What’s your preferred framework and what do you use it for?

Sebastian: I’ve ended up using VueJS by “accident”. As a PHP developer, I use mostly Laravel and the latest versions are bundled with VueJS so I gave it a shot when prototyping. That accident” changed the way I code in front-end. I’ve never felt more familiar with a front-end framework as with Vue. It doesn’t alter the plain old HTML too much and the markup feels a bit like Angular, but simpler.

What are your VueJS tips?

Sebastian: As anyone will tell you, make sure you go with the (documentation) flow. It’s pretty detailed and it covers most of the edge cases. Try to respect the “parent passes properties and children emit events” style, as this is a reactive framework.

Nailing a balance with the amount of components is a bit tricky, but a loose rule of thumb is when you loop data in the template, you kind of do it passing props to components.

What Redux is for React, Vuex is for VueJS. It works in a similar manner, providing support for state management and it has some mappers to bind actions, getters or state in the (Vuex) store to methods or computed/cached properties in components; and if you use ES6, you get bonus style points for code readability. I strongly suggest you use this for global state management, as it’s easier to share this between unrelated components.

If you’re building an application, use Vuetify (material design).
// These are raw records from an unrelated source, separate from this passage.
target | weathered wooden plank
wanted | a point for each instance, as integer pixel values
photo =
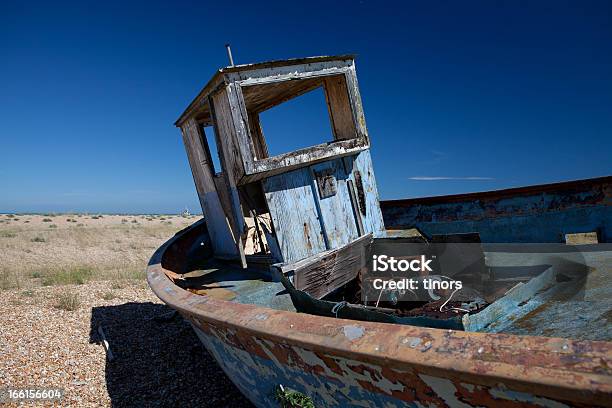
(221, 237)
(356, 104)
(292, 207)
(339, 107)
(260, 147)
(258, 98)
(355, 205)
(329, 270)
(231, 162)
(289, 72)
(303, 157)
(372, 219)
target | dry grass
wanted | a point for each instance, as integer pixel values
(35, 253)
(68, 301)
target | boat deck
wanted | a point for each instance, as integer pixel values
(576, 302)
(230, 282)
(570, 297)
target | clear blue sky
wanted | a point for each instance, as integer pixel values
(458, 96)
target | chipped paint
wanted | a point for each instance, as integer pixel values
(339, 364)
(353, 332)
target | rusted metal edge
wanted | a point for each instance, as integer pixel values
(579, 371)
(493, 194)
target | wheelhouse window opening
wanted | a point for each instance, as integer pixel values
(210, 145)
(300, 105)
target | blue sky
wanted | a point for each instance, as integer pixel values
(458, 96)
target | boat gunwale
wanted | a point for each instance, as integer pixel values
(543, 366)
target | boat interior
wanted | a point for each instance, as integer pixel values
(297, 231)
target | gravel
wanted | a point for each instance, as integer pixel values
(157, 363)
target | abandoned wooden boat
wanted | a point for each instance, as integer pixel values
(269, 279)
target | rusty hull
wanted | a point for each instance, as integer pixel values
(532, 214)
(341, 362)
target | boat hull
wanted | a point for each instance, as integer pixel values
(339, 362)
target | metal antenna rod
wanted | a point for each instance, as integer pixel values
(229, 54)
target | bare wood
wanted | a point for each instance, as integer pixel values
(355, 205)
(230, 161)
(339, 107)
(109, 353)
(321, 274)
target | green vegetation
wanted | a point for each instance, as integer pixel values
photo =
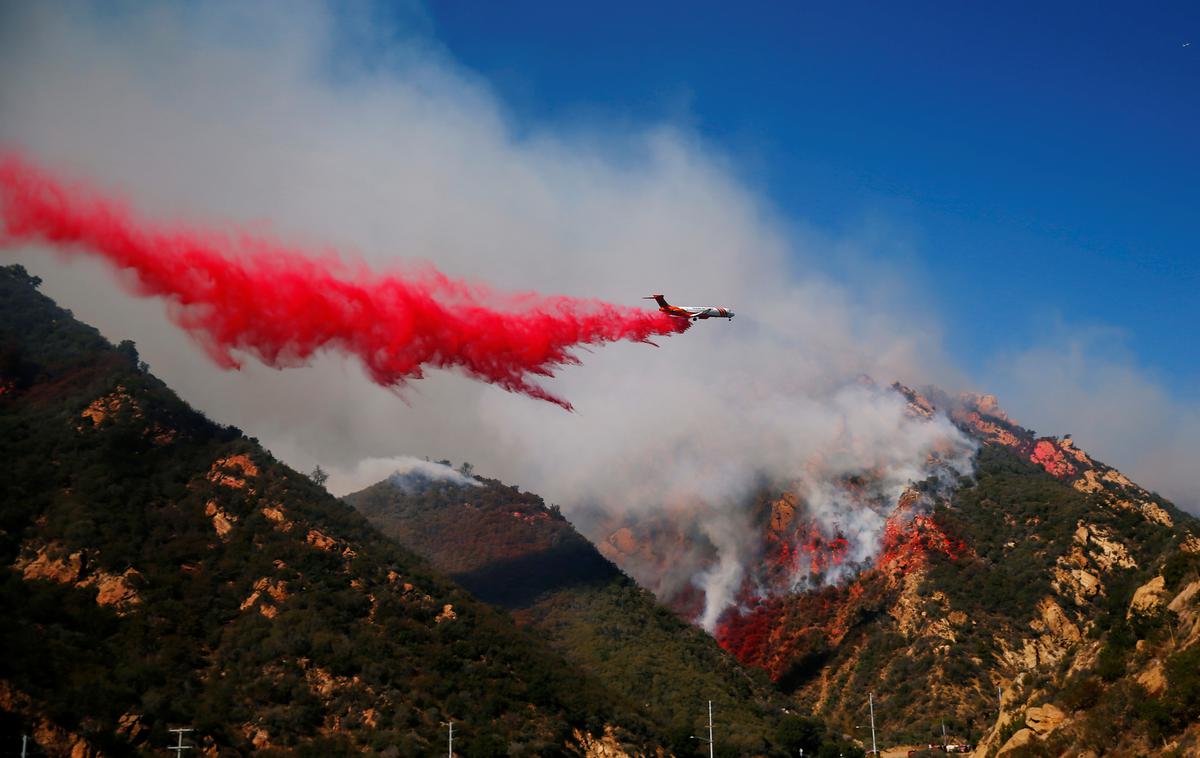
(508, 548)
(347, 659)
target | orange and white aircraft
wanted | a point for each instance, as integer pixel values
(690, 312)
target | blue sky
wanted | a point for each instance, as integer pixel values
(1037, 166)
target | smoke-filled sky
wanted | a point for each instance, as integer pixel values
(363, 131)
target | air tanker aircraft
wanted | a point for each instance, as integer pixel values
(690, 312)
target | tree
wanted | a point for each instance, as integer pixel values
(318, 476)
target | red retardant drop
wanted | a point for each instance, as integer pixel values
(238, 292)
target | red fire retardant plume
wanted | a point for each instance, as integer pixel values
(235, 292)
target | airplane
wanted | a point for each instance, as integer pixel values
(690, 312)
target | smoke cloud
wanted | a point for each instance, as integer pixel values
(256, 295)
(405, 471)
(243, 113)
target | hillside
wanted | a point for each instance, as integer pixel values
(1047, 581)
(508, 548)
(163, 571)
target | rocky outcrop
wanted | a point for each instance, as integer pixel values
(48, 739)
(1147, 597)
(54, 563)
(1044, 719)
(604, 746)
(233, 471)
(222, 521)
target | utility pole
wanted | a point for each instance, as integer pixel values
(709, 740)
(709, 729)
(180, 747)
(870, 701)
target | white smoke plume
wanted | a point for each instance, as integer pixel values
(405, 471)
(271, 116)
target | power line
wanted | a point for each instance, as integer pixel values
(180, 747)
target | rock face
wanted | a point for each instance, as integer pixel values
(1147, 597)
(1002, 584)
(53, 563)
(1045, 719)
(127, 558)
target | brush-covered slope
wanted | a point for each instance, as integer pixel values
(162, 571)
(1047, 581)
(508, 548)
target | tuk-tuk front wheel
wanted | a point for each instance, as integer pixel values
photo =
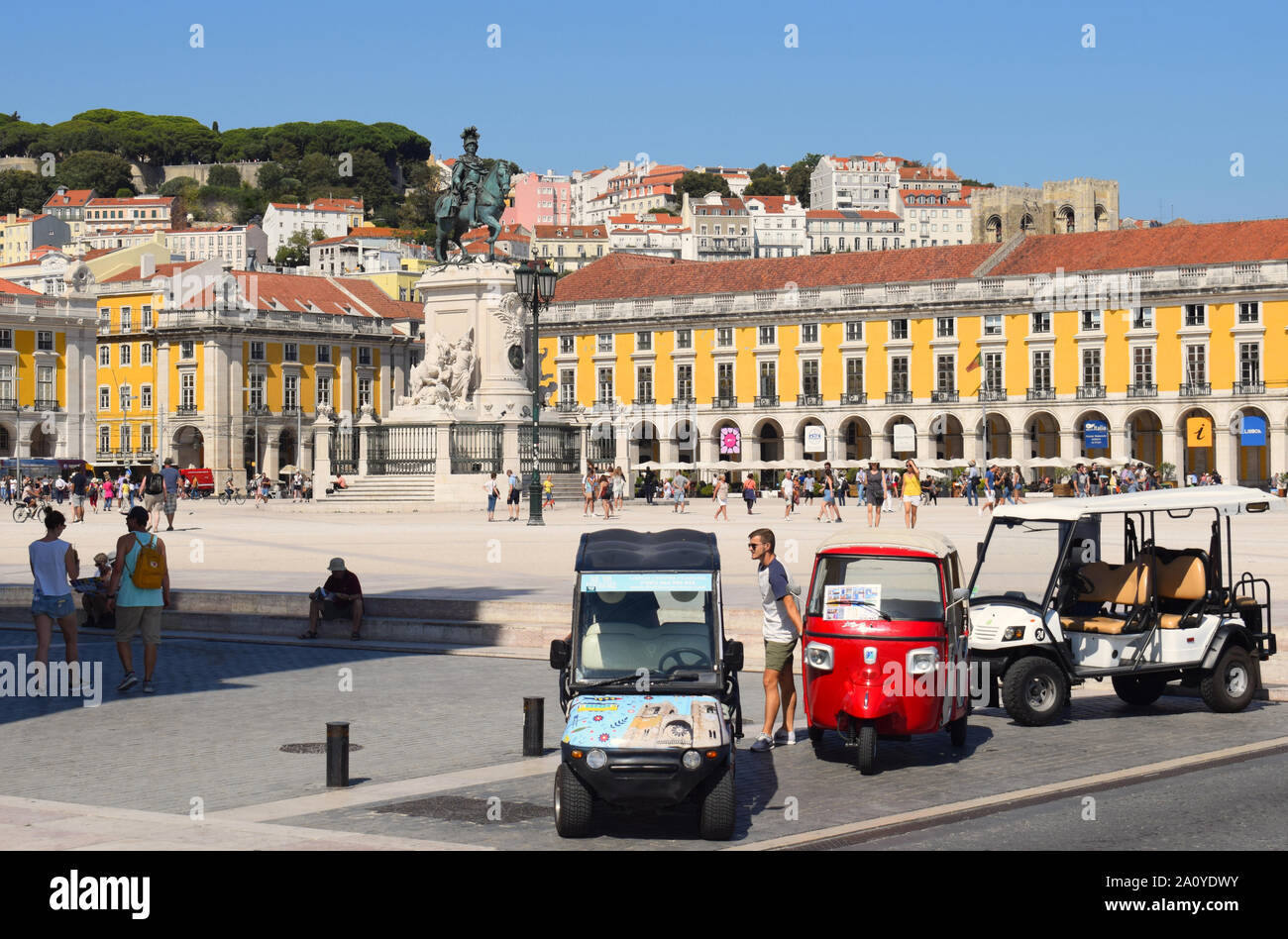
(1034, 690)
(575, 804)
(1232, 684)
(867, 750)
(719, 808)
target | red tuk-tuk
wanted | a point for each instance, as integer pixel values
(887, 634)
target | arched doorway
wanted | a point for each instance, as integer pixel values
(771, 441)
(901, 436)
(811, 453)
(1198, 455)
(287, 451)
(1145, 437)
(1042, 433)
(189, 447)
(687, 441)
(947, 432)
(997, 441)
(858, 440)
(644, 443)
(43, 445)
(1099, 432)
(726, 441)
(1252, 446)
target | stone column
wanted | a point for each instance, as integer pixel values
(321, 455)
(365, 423)
(1173, 447)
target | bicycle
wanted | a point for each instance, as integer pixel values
(22, 511)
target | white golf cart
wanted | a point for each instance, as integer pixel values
(1054, 603)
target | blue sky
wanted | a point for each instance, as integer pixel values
(1006, 90)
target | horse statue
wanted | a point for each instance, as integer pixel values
(488, 206)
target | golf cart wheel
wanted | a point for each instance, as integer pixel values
(717, 808)
(1034, 690)
(867, 750)
(957, 732)
(1138, 689)
(1232, 684)
(574, 804)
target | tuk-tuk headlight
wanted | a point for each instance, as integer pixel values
(919, 661)
(819, 656)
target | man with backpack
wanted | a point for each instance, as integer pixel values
(138, 591)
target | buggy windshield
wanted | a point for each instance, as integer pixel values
(1019, 562)
(660, 622)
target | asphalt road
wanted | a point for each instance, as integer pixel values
(1231, 808)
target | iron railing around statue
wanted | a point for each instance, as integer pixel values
(476, 447)
(344, 450)
(400, 450)
(561, 450)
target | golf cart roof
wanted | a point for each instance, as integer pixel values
(1228, 500)
(930, 543)
(675, 549)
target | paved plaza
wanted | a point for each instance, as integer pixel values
(441, 736)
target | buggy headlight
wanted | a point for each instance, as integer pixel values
(819, 656)
(919, 661)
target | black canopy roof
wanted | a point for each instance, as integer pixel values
(677, 549)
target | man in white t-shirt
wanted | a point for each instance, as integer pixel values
(782, 630)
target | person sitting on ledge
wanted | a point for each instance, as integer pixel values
(340, 598)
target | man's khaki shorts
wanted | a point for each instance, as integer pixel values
(132, 620)
(778, 656)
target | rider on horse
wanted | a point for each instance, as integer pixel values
(467, 178)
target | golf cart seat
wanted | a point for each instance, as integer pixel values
(1183, 585)
(1116, 585)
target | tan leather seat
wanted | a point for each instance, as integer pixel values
(1126, 585)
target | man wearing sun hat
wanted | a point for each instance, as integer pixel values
(340, 598)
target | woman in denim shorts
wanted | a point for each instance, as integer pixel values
(53, 566)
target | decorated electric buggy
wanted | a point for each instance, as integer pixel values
(1137, 587)
(648, 681)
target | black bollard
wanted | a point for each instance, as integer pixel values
(338, 754)
(533, 721)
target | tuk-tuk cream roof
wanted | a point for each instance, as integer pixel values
(930, 543)
(1229, 500)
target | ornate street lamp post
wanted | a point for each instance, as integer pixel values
(535, 286)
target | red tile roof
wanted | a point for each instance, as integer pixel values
(1218, 244)
(16, 288)
(616, 275)
(72, 197)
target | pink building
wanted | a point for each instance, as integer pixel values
(540, 200)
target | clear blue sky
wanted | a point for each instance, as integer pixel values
(1006, 90)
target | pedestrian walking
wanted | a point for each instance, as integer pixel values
(781, 630)
(53, 566)
(720, 495)
(492, 491)
(138, 592)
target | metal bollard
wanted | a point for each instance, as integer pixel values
(338, 754)
(533, 721)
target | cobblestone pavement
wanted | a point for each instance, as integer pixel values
(223, 710)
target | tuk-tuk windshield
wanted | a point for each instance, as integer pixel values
(854, 586)
(1019, 561)
(660, 622)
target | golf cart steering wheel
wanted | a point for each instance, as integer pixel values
(702, 660)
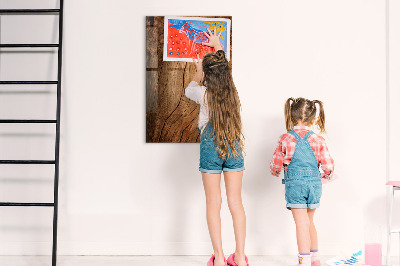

Version 1 got out of beta and the community is very active. It’s what we use for our current back-office project.

A few useful tips regardless of the (javascript) framework which I’ve learned the hard way:

If you are building a website, try to find a-la-carte libraries, which are libraries that can be used by importing only what you need, decreasing your bundle sizes when using Webpack chunking – which you should totally use; otherwise, initial load time it’s going to skyrocket.

VueJS is compatible with most testrunners like Jest, Karma, Mocha, Jasmine so don’t forget to write testable code, wrapping all ajax calls in mockable functions.

Hopefully, these tips and tricks will help you build better and nicer websites.